«Freno manomesso per non interrompere servizio»: gestore e 2 tecnici fermati per la strage della funivia Stresa-Mottarone


Avrebbero volontariamente mancato di attivare il freno per evitare disservizi alla funivia. In particolare, avrebbero deciso di lasciare la ‘forchetta’ che impedisce proprio al freno di emergenza di entrare in funzione. Queste le accuse nei confronti dei tre indagati per la strage della funivia Stresa Mottarone che sono stati fermati questa mattina con gravissime accuse. Si tratta di Luigi Nerini, proprietario della società che gestisce l’impianto, “Ferrovie Mottarone srl”, del direttore e del capo operativo del servizio. A disporre il fermo è stato il procuratore della Repubblica di Verbania, Olimpia Bossi, che con il pm Laura Carrera coordinano le indagini dei carabinieri, in seguito all’analisi della cabina precipitata e agli interrogatori. Un confronto di oltre dodici ore con dipendenti e tecnici dell’impianto convocati nella caserma dell’Arma, a Stresa, dal pomeriggio di ieri. Persone informate sui fatti, in un primo momento, ma già ieri sera, con l’arrivo dei primi avvocati, è stato chiaro che la posizione di alcuni di loro era cambiata. Dopo mezzanotte è arrivato anche Nerini, raggiunto in seguito anche dal suo difensore, l’avvocato Pasquale Pantano.

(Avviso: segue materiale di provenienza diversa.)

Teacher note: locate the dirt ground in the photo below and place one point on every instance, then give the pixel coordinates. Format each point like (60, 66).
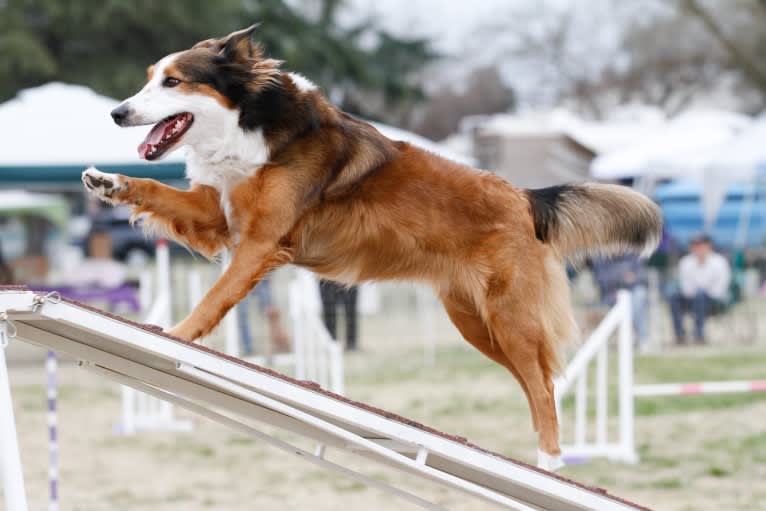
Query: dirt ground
(704, 454)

Nei confronti dei tre fermati, per i quali la procura di Verbania chiederà nelle prossime ore la convalida del fermo e la misura cautelare, è stato raccolto quello che il procuratore Olimpia Bossi definisce «un quadro fortemente indiziario». L’analisi dei reperti ha infatti permesso di accertare che «la cabina precipitata presentava il sistema di emergenza dei freni manomesso». Per gli inquirenti, il ‘forchettone’, ovvero il divaricatore che tiene distanti le ganasce dei freni che dovrebbero bloccare il cavo portante in caso di rottura del cavo trainane, non è stato rimosso. Un «gesto materialmente consapevole», per «evitare disservizi e blocchi della funivia» che da quando aveva ripreso servizio presentava «anomalie».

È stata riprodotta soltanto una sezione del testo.